Asosiasi Wanita Universitas Amerika. (1992). Bagaimana sekolah merendahkan


perempuan. New York: Marlowe & Company.

Asosiasi Psikologis Amerika. (2000). Pedoman untuk psikoterapi dengan klien lesbian,
gay, dan biseksual. Washington, DC: Asosiasi Psikologis Amerika.

Arbona, C. (2000). Praktik dan penelitian dalam konseling dan pengembangan karier —
1999. Pengembangan Karir Triwulanan, 49, 98-134.

Astin, H. S. (1984). Arti pekerjaan dalam kehidupan wanita: Sebuah model sosiopsikologis
pilihan karir dan perilaku kerja. The Counseling Psychologist, 12, 117-126.

Badgett, M. V. L. (1998). Inflasi Pendapatan: Mitos kemakmuran di gay, lesbian, dan


biseksual Amerika. Washington, DC: Institut Kebijakan Gugus Tugas Gay dan Lesbian
Nasional dan Amherst, MA: Institut Studi Strategis Gay dan Lesbian.

Baltes, P. B., Lindenberger, U., & Staudinger, U. M. (1996). Teori rentang hidup dalam
psikologi perkembangan. Dalam R. M. Lerner (Ed.), Model teoritis perkembangan
manusia. Vol. 1. Buku pegangan psikologi anak (edisi ke-5). New York: Wiley.

Bandura, A. (1977). Self-efficacy: Menuju teori perubahan perilaku yang menyatukan.

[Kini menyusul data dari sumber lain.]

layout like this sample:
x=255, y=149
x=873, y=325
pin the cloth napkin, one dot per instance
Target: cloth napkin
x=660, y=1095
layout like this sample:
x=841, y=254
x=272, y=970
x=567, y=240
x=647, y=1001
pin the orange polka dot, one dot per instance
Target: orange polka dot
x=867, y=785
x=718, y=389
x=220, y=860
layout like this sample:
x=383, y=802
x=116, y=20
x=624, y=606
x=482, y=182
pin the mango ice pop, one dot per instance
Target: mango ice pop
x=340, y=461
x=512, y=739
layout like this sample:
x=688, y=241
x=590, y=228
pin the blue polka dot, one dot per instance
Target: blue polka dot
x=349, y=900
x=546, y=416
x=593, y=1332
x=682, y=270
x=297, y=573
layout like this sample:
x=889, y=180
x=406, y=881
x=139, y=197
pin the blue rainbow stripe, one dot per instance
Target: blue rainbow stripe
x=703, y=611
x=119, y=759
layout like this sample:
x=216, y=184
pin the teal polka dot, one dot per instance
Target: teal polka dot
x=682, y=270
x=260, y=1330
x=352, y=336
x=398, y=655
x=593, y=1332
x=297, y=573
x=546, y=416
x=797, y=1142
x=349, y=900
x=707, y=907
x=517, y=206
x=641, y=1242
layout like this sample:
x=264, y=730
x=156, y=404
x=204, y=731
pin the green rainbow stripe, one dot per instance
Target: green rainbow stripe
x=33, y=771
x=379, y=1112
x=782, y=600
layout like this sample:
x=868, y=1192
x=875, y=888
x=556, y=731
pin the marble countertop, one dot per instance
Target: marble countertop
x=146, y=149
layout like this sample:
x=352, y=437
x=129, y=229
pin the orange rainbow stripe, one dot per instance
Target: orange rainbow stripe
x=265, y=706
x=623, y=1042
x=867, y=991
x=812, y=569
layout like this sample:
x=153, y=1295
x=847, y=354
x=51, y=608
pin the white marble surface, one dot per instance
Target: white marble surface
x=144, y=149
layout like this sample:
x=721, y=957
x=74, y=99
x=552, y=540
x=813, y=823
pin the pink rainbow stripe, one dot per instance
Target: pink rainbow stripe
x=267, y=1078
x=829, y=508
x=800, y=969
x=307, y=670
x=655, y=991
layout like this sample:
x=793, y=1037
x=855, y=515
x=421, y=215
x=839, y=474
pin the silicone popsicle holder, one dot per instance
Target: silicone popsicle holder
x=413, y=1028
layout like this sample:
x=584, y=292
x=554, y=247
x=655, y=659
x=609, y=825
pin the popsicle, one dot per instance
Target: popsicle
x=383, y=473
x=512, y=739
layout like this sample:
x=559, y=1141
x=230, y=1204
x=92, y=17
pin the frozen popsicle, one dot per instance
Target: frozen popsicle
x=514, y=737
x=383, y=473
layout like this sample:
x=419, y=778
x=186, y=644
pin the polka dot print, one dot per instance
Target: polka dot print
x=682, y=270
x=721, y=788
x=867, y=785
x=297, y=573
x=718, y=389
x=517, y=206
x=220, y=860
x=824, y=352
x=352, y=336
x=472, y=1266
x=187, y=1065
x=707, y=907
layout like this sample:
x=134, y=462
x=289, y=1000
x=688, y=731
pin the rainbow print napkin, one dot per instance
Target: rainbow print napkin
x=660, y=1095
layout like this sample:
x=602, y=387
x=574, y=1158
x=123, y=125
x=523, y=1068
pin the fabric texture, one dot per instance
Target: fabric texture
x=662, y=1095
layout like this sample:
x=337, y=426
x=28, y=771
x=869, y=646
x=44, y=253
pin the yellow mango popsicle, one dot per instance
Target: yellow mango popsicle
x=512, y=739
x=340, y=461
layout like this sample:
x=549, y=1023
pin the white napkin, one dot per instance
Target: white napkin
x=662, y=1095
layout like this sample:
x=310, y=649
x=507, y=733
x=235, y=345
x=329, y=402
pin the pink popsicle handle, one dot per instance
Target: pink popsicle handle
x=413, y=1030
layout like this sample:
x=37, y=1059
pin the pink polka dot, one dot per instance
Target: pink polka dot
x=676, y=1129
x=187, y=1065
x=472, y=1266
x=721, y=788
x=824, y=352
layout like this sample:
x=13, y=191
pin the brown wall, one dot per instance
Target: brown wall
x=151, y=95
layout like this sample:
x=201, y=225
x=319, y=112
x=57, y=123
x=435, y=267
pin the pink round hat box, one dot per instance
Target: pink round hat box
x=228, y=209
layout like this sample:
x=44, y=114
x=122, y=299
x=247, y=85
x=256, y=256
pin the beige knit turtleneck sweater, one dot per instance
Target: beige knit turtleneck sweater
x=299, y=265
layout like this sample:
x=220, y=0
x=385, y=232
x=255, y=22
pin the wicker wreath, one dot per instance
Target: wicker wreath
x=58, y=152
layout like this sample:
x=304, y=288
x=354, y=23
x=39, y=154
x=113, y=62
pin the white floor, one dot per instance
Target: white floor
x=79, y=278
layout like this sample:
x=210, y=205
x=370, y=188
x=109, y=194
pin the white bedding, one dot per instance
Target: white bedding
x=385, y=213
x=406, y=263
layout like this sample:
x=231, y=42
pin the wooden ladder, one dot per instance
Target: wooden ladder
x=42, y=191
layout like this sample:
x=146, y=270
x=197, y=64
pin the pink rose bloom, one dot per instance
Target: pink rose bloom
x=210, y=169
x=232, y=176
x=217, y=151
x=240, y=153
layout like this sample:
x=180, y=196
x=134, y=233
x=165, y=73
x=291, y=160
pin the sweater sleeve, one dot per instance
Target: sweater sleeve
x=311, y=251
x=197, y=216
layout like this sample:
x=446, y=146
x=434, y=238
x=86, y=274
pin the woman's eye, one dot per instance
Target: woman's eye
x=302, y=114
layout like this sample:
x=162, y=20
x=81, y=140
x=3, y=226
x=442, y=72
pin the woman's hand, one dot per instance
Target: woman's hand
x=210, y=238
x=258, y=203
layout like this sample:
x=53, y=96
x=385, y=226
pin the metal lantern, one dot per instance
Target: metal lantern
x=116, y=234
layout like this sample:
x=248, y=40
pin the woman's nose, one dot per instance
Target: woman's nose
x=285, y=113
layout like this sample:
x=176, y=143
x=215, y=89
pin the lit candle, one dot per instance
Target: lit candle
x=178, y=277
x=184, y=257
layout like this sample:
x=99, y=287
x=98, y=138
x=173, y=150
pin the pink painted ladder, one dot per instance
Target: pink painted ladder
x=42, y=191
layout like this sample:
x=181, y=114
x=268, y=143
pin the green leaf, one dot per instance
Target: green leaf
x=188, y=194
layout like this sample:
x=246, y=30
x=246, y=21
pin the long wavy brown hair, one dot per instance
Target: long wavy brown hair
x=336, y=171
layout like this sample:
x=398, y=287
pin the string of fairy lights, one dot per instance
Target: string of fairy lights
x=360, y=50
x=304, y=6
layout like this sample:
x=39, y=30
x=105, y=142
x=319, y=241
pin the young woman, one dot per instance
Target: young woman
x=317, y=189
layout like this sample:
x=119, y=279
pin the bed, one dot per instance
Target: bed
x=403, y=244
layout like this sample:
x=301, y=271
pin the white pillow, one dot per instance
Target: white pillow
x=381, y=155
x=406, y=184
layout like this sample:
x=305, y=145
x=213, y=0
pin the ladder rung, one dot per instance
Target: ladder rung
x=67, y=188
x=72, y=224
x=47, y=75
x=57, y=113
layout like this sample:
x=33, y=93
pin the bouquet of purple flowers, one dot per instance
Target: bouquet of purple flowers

Ulasan Psikologis, 84, 191-214.
Barnett, R. C., & Hyde, J. S. (2001). Wanita, pria, pekerjaan, dan keluarga: Teori
ekspansionis. Psikolog Amerika, 56, 781-796.

Betz, N. E. (1989). Implikasi dari hipotesis lingkungan nol untuk pengembangan karir
wanita dan untuk psikologi konseling. The Counseling Psychologist, 17, 136-144.